Alert Sources (Webhook Receivers)

Source	Endpoint	Format
Alertmanager	`POST /webhook/alertmanager`	Alertmanager v4
Grafana	`POST /webhook/grafana`	Grafana Alerting
Zabbix	`POST /webhook/zabbix`	Zabbix media type
Datadog	`POST /webhook/datadog`	Datadog webhook
ELK	`POST /webhook/elk`	ElastAlert / Watcher
Loki	`POST /webhook/loki`	Loki ruler (AM format)
Generic	`POST /webhook/generic`	Any JSON

LLM Providers

Provider	Config `provider`	Notes
Anthropic Claude	`claude`	claude-sonnet-4-6, claude-haiku, claude-opus
OpenAI	`openai`	gpt-4o, gpt-4o-mini
Ollama	`openai-compatible`	Set `base_url: http://localhost:11434/v1`
vLLM	`openai-compatible`	Set `base_url: http://gpu:8000/v1`
Azure OpenAI	`openai-compatible`	Set `base_url` to your deployment

Built-in Tools (LLM can use during analysis)

Tool	What it does
Prometheus / VictoriaMetrics	PromQL / MetricsQL queries
Loki	LogQL log queries
Kubernetes	Pod status, logs, events
VMware vSphere	VMs, hosts, datastores
AWS CloudWatch	Metrics, alarms, logs, EC2
GCP Monitoring	MQL queries, alerts, logging, compute
Azure Monitor	Metrics, alerts, log analytics, VMs
PostgreSQL	Active queries, locks, replication, slow queries
MongoDB	serverStatus, currentOp, rs.status, stats
Yandex Cloud	Compute, Monitoring, Managed DBs (PG/MySQL/Redis/Mongo/CH/Kafka), VPC
DigitalOcean	Droplets, Monitoring, DOKS, Managed DBs, Alerts
MCP Servers	Any MCP-compatible server

Messengers

Messenger	Modes	Phase 2 behavior
Slack	Webhook + Socket Mode listener	Thread reply
Telegram	Webhook + Long-poll listener	Edit message
MS Teams	Incoming Webhook + Bot Framework	Update card

Configuration

Environment Variables (.env)

# Required
LLM_API_KEY=sk-ant-api03-xxxxx           # LLM provider API key

# Slack (optional — omit what you don't need)
SLACK_BOT_TOKEN=xoxb-xxxxx               # Required for Slack: post messages, reply in threads
SLACK_APP_TOKEN=xapp-xxxxx               # Optional: enables listener mode (Socket Mode)
SLACK_SIGNING_SECRET=xxxxx               # Optional: webhook signature verification

# Telegram (optional)
TELEGRAM_BOT_TOKEN=123456:ABC-xxxxx      # Telegram bot token

# MS Teams (optional)
TEAMS_WEBHOOK_URL=https://...            # Simple mode: incoming webhook URL
TEAMS_CLIENT_ID=xxxxx                    # Bot Framework mode: Azure AD app
TEAMS_CLIENT_SECRET=xxxxx                # Bot Framework mode: Azure AD secret

Slack modes:

Only SLACK_BOT_TOKEN → webhook mode (posts alerts, replies in threads)
SLACK_BOT_TOKEN + SLACK_APP_TOKEN → webhook + listener mode (also watches channels for alerts)

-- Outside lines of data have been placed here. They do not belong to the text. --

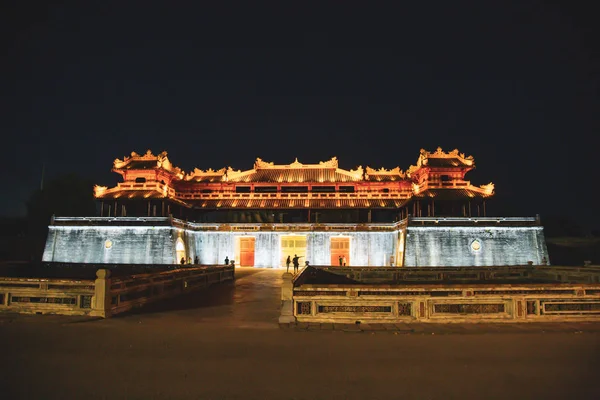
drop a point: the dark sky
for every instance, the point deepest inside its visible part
(513, 83)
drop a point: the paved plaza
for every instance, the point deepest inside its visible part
(225, 343)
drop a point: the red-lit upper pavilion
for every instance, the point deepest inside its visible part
(296, 192)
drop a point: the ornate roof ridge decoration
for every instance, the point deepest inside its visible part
(489, 188)
(233, 175)
(357, 174)
(439, 153)
(412, 169)
(99, 190)
(260, 164)
(161, 159)
(383, 171)
(198, 173)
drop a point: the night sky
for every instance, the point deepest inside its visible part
(513, 83)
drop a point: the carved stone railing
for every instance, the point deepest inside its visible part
(105, 296)
(114, 296)
(506, 294)
(46, 296)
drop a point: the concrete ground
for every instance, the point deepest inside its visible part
(225, 343)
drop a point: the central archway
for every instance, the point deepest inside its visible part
(179, 251)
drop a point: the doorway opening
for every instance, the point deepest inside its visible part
(246, 251)
(340, 249)
(293, 245)
(179, 251)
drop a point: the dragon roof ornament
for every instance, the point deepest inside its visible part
(382, 171)
(161, 160)
(439, 153)
(489, 188)
(260, 164)
(198, 173)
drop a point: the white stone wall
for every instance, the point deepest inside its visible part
(425, 245)
(453, 246)
(128, 244)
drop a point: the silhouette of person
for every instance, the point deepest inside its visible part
(296, 262)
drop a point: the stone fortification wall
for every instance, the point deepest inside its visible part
(110, 244)
(474, 245)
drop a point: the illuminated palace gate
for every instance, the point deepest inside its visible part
(414, 241)
(426, 215)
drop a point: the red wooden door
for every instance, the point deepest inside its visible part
(247, 252)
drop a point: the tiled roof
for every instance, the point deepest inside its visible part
(450, 194)
(298, 175)
(444, 162)
(300, 203)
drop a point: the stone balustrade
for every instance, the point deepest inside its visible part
(509, 294)
(106, 296)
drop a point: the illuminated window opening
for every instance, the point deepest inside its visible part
(179, 250)
(293, 245)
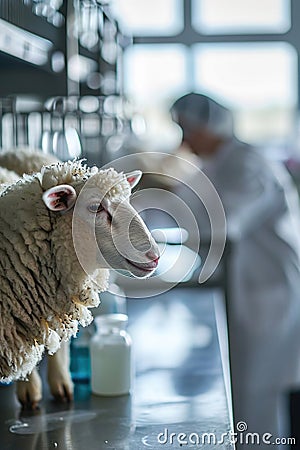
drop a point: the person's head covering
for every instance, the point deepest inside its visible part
(196, 110)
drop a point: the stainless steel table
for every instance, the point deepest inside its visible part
(181, 395)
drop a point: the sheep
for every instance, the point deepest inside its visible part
(45, 292)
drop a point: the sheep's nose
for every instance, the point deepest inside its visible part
(153, 256)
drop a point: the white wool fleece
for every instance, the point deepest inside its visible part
(44, 292)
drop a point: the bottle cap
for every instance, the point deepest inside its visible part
(110, 320)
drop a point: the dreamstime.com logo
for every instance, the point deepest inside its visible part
(168, 201)
(240, 436)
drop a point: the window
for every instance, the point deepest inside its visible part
(241, 16)
(148, 18)
(257, 80)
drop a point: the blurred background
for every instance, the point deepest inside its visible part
(111, 69)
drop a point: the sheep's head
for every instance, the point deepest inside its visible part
(107, 230)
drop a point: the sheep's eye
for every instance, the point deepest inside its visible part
(95, 207)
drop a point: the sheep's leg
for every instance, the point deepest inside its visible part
(59, 377)
(29, 392)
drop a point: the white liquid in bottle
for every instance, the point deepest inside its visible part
(110, 347)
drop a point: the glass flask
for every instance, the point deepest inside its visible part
(110, 350)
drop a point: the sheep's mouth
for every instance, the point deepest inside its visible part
(144, 267)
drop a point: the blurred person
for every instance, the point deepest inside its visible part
(263, 219)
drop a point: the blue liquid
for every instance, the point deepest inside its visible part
(80, 363)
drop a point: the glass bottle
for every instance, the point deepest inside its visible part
(110, 349)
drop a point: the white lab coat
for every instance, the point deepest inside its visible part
(262, 212)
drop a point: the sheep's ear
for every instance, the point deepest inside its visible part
(60, 198)
(133, 177)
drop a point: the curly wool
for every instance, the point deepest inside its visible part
(44, 292)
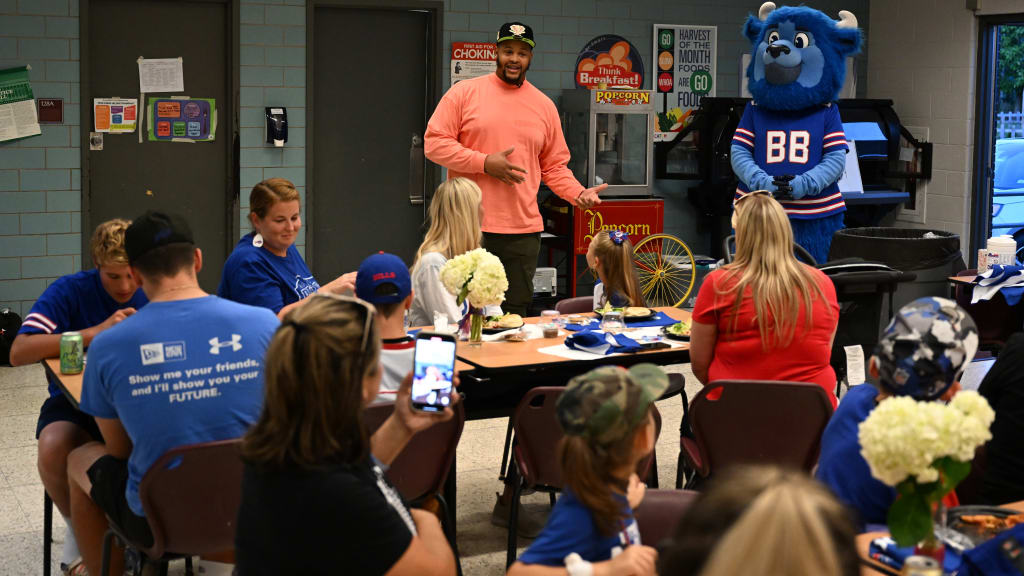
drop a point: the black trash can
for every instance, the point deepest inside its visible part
(933, 255)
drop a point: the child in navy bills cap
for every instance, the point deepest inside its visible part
(609, 427)
(922, 354)
(610, 257)
(383, 281)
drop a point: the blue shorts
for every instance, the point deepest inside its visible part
(58, 408)
(110, 478)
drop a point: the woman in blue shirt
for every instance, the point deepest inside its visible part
(265, 269)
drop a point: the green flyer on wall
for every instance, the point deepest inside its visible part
(17, 106)
(181, 119)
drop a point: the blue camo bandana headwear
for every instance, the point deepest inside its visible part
(926, 347)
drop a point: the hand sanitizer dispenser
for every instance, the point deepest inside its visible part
(276, 126)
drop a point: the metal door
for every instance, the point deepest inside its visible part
(126, 177)
(373, 87)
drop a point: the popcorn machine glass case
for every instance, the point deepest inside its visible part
(609, 137)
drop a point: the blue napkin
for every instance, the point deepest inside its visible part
(601, 342)
(998, 557)
(886, 551)
(1007, 280)
(660, 319)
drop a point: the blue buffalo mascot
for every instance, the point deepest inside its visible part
(790, 140)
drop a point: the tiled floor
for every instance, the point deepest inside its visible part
(482, 545)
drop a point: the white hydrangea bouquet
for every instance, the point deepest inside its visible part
(924, 449)
(478, 278)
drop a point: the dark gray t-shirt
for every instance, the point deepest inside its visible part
(343, 520)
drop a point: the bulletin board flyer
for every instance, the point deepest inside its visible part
(118, 116)
(181, 119)
(17, 105)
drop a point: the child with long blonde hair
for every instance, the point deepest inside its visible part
(607, 417)
(455, 229)
(610, 256)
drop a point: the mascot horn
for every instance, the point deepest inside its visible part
(790, 139)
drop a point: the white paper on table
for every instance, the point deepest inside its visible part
(161, 75)
(975, 373)
(855, 365)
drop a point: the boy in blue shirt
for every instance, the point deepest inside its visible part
(922, 354)
(88, 301)
(383, 280)
(186, 369)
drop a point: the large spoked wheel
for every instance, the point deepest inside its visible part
(665, 264)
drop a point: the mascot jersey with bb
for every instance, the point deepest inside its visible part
(794, 128)
(791, 142)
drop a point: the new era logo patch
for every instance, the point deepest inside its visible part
(159, 353)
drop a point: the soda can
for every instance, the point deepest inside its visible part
(72, 353)
(922, 566)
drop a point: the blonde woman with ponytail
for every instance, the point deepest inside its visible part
(764, 522)
(609, 427)
(455, 215)
(766, 316)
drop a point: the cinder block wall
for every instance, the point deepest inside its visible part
(272, 73)
(925, 58)
(40, 198)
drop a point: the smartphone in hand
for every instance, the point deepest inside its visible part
(433, 371)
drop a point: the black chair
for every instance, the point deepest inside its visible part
(659, 512)
(860, 289)
(190, 497)
(535, 463)
(729, 248)
(755, 422)
(420, 470)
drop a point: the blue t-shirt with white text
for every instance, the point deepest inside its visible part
(176, 373)
(570, 529)
(841, 465)
(74, 302)
(257, 277)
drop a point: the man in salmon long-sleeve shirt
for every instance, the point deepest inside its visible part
(505, 134)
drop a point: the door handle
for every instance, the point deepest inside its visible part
(416, 171)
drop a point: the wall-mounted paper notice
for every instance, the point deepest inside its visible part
(161, 75)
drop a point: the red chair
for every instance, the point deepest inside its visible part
(190, 497)
(535, 453)
(420, 471)
(580, 304)
(756, 421)
(660, 511)
(995, 319)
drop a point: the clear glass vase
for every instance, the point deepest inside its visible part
(932, 546)
(471, 327)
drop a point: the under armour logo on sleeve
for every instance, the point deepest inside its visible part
(235, 342)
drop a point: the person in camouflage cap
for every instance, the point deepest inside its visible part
(607, 416)
(925, 348)
(606, 403)
(921, 355)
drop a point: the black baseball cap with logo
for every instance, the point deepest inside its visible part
(516, 31)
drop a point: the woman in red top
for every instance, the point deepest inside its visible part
(781, 327)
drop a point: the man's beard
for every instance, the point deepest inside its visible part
(517, 81)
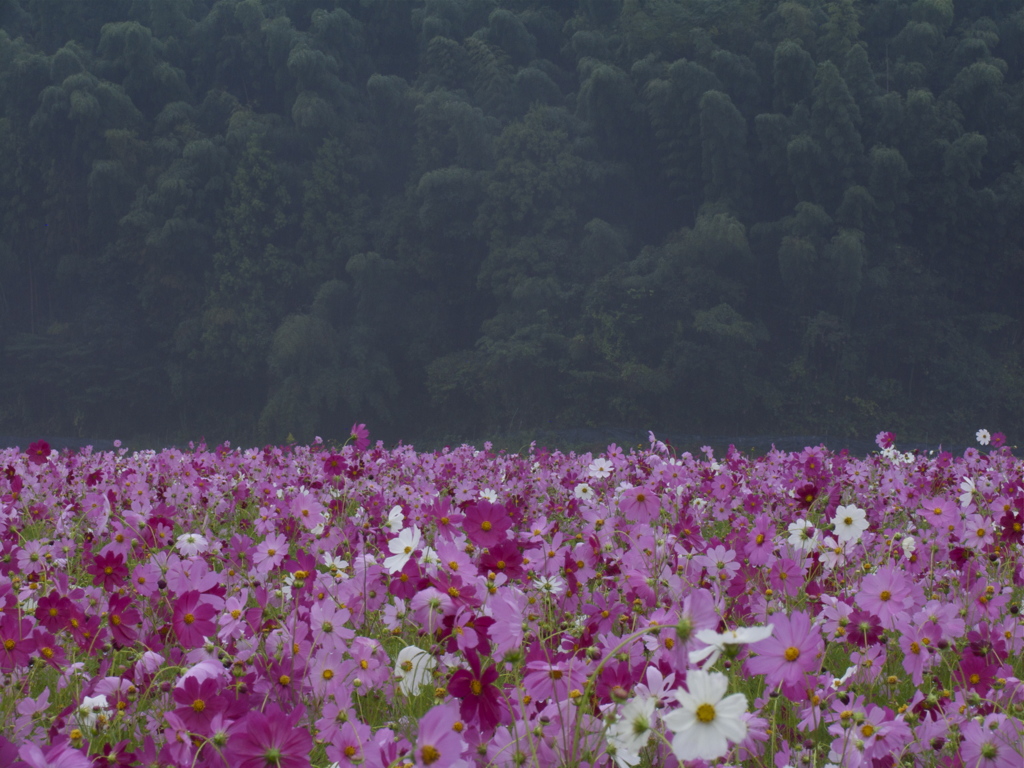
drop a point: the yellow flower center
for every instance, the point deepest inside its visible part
(706, 713)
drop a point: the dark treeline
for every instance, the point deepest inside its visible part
(249, 218)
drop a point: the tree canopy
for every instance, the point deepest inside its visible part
(253, 218)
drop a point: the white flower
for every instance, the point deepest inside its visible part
(717, 642)
(190, 545)
(706, 723)
(584, 492)
(600, 468)
(91, 710)
(395, 519)
(803, 536)
(401, 549)
(552, 585)
(413, 669)
(908, 546)
(632, 729)
(850, 522)
(968, 496)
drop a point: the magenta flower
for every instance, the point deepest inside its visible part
(485, 523)
(885, 593)
(15, 643)
(864, 629)
(109, 570)
(480, 697)
(640, 504)
(53, 611)
(122, 617)
(199, 702)
(270, 739)
(270, 553)
(793, 651)
(193, 621)
(993, 743)
(39, 452)
(438, 745)
(942, 514)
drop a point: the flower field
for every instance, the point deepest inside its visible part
(361, 606)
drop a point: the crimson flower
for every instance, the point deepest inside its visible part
(360, 434)
(15, 643)
(47, 648)
(122, 617)
(864, 629)
(485, 523)
(793, 651)
(53, 611)
(193, 620)
(270, 739)
(109, 570)
(480, 697)
(199, 702)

Slack Bot Setup (Socket Mode)

Required when you want the bot to receive @bot analyze mentions (manual pipeline mode) or run as a listener alongside alert webhooks. Socket Mode does not require exposing SherlockOps to the public internet — the bot opens an outbound WebSocket to Slack.

One Slack App is enough. You only need two tokens from it: xoxb- (bot identity) and xapp- (socket transport).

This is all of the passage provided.